To find a diet and eating plan that works for you has a lot to do with your body’s unique needs, tolerances and intolerances.
How do you respond to food?
Food tolerance is a digestive system response. Certain foods aren’t able to digest properly in your stomach and you end up with aches and pain. Because of our unique genetic make-up, we all respond to foods in different ways.
Normally, when you eat something that contains lactose, an enzyme in the small intestine called lactase, breaks it down into simpler sugar forms of glucose and galactose. Being lactose-intolerant means that you can’t digest a sugar (lactose) that’s found in dairy products and milk. This intolerance may give you bloating, abdominal pain, gas and diarrhoea. If you’re on a lactose-intolerance diet you need organic fermented dairy to can improve the digestibility of lactose, protein and fats in milk.
- Kefir is a probiotic drink that’s similar to yoghurt. It contains essential amino acids, vitamins and minerals. Vitamin K2 stands out with this drink as it specifically helps calcium to metabolise.
- Foods rich in Vitamin K will help with your metabolism and regulate your hormones. Get your fill of leafy green veggies, Brussels sprouts, cabbage and cucumbers.

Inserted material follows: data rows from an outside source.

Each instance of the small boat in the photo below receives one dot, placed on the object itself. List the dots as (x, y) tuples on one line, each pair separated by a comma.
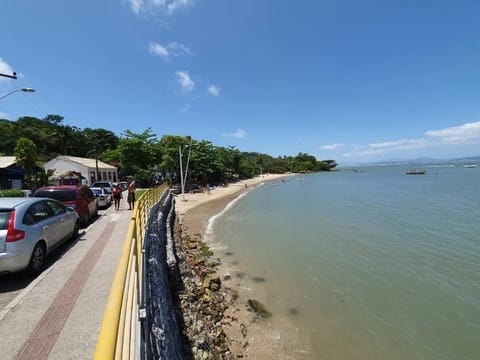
[(415, 172)]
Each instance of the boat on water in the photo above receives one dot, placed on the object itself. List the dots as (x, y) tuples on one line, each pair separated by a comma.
[(415, 172)]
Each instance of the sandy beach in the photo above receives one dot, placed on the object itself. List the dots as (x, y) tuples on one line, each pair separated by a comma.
[(273, 338)]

- Drink goat milk which has lower concentrations of lactose.
- Eat calcium-rich foods, like broccoli, sardines and cooked kale.
- Add bone broth to your diet to help fight food intolerances, improve your joint health and boost the immune system.
Gluten is a protein found in wheat, barley and rye. Gluten sensitivity causes bloating and diarrhoea. This happens because the body can’t digest or break down the protein. When your body’s immune system overreacts to gluten in food, the reaction damages tiny hair-like substances, called villi that line the small intestine. These hairs absorb minerals, vitamins and other nutrients from the foods you eat. Once these are damaged, it’s difficult for your body to absorb enough nutrients.
- Avoid the main culprits of wheat products like breads, pastas, crackers, couscous, wheat bran, veggie burgers (if they’re not specified to be gluten-free) some seasonings, salad dressings and spice mixes.
- Eat gluten-free foods like fruit and vegetables, legumes, nuts, beans, dairy products, lean beef, chicken, rice, potatoes and seeds.
- Cook your own homemade meals so you can eat as close to gluten-free as possible.
- Read food labels to avoid products that contain gluten.
When you’re diabetic you need to pay attention to food choices, especially the carbohydrates you eat. Sugars (simple carbohydrates) and starches (complex carbohydrates) break down into blood glucose during digestion. You need fruit, vegetables, wholegrains, legumes and low-fat dairy products.
- Fibre-rich foods moderate how your body digests and controls blood sugar levels. Choose nuts, fruit, vegetables, legumes, wholewheat flour and wheat bran.
- Fish is a good alternative to high-fat meats. Omega -3 fatty acids in salmon, mackerel, tuna and sardines promote heart health, and lower blood fats called triglycerides.
- Eat the good fats. Foods with beneficial fats like monounsaturated and polyunsaturated fats can help lower your cholesterol levels. Have walnuts, pecans, almonds, avocados and olives. Start cooking with peanut, canola and olive oils. All fats are high in calories, so use in moderation.
Here, it’s important to boost your heart health. If you have high blood pressure, cholesterol and other heart diseases, you need nutrient-rich foods. Include wholegrains, lean poultry, fish for good fats to reduce blood pressure, and fibre-soluble foods like oats, beans and berries to help lower your cholesterol levels.
Avoid saturated fats, trans fats and excessive salt and sugar. Too much salt raises your blood pressure and makes your heart work harder to pump it.
- Substitute salt with spices and herbs.
- Choose baked foods over fried foods.
- Avoid sugar-laden foods and drinks.